Einen Sieg braucht Zverev noch, um als erster Deutscher seit Rainer Schüttler 2003 ebenfalls bei den Australian Open das Endspiel eines Grand Slam zu erreichen, zwei Siege, um erster deutscher Champion seit Boris Becker 1996 ebenfalls in Melbourne zu sein. Gegner am Freitag ist ein wenig überraschend Dominic Thiem. Der Österreicher rang in einem verbissen geführten Match den Weltranglistenersten Rafael Nadal aus Spanien mit 7:6 (7:3), 7:6 (7:4), 4:6, 7:6 (8:6) nieder. Gegen Zverev hat der Weltranglistenfünfte eine positive Bilanz - 6:2. "Ich freue mich auf Freitag", sagte Thiem.
Zverev wollte sich das Match am Fernseher anschauen. "Ich hoffe, sie spielen sechs Stunden", sagte er im Scherz. Es wurden dann 4:10 Stunden, aber Zverev hat derzeit ohnehin keine Schützenhilfe nötig.
Halbfinale?

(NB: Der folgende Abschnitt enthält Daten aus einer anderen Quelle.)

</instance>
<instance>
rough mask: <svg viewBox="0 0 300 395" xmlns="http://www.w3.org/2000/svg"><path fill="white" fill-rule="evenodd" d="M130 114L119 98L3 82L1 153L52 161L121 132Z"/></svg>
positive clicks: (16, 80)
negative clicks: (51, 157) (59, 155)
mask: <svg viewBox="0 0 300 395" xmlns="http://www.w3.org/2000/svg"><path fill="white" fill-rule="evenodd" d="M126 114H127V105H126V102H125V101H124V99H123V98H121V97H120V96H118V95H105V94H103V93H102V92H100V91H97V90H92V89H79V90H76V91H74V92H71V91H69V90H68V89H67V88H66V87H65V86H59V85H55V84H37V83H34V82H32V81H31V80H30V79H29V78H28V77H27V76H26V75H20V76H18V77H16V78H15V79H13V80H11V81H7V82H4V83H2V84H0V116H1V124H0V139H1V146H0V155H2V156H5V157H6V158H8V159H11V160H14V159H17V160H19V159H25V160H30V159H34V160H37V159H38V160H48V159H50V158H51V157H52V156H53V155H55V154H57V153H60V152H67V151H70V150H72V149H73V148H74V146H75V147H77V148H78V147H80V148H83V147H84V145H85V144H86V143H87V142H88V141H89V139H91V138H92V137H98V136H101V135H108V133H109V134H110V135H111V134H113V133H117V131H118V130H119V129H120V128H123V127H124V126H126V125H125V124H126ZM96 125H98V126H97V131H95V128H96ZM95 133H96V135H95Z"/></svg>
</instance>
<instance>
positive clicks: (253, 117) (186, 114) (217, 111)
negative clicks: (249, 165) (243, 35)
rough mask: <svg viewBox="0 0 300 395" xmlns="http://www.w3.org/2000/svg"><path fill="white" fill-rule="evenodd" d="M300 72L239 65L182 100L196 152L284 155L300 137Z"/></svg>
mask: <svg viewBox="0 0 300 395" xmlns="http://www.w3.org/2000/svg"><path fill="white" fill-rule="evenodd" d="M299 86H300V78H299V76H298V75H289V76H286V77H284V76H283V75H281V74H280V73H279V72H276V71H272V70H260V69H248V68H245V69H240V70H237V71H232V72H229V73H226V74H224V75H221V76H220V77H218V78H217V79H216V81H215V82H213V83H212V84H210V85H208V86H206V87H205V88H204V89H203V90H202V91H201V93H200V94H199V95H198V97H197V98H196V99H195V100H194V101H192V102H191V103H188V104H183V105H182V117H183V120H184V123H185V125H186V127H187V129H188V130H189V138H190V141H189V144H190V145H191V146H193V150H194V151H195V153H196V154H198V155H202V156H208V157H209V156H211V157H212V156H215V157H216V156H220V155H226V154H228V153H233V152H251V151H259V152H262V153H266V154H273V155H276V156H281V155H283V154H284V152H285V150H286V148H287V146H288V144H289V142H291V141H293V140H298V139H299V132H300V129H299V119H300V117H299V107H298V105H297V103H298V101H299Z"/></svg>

Alexander Zverev hofft auf "das erste von vielen"
Wie er als erster Deutscher seit Tommy Haas 2009 in Wimbledon in die Runde der letzten Vier bei einem Grand Slam einzog, das ist eines Champions würdig. Nur einen Satz hat er im Turnier abgegeben. Von diesem ersten Satz gegen Wawrinka ließ er sich zudem nicht aus der Ruhe bringen, auch wenn er später im Spaß sagte: "Ich habe mir schon überlegt, wie ich das erkläre, dass ich in drei Sätzen verloren habe."
Stattdessen musste Zverev berichten, wie ihm die Wende gelungen sei. Bislang, erklärte er, habe er bei kühlen Temperaturen gespielt. Am Mittwoch waren es um die 30 Grad. "da fliegen die Bälle dann schneller und weiter." Darauf habe er sich erst einstellen müssen. Und das wiederum gelang ihm mit einer bemerkenswerten Souveränität. Nun zahle sich eben das harte Training aus, das er nach dem "schrecklichen" ATP Cup und vor Melbourne absolviert habe. "Ich habe das Gefühl, dass ich jetzt mehr Kontrolle auf dem Platz habe", sagte er.
Nun also Halbfinale, und "ich hoffe", sagte Zverev, "das ist das erste von vielen." Nach dem ersten war es ihm zunächst ein Bedürfnis, erneut mitzuteilen, dass er mitnichten einen neuen Trainer brauche. Er, sein Vater sowie das gesamte Team hätten bewiesen, "dass wir große Turniere gewinnen können", etwa 2018 die ATP Finals. "Es gibt keinen Grund, das zu ändern". Wenn etwas schieflaufe wie neulich beim ATP Cup, sei das allein "meine Schuld". Erst wenn sein Vater sich "müde fühlt, werden wir etwas daran ändern."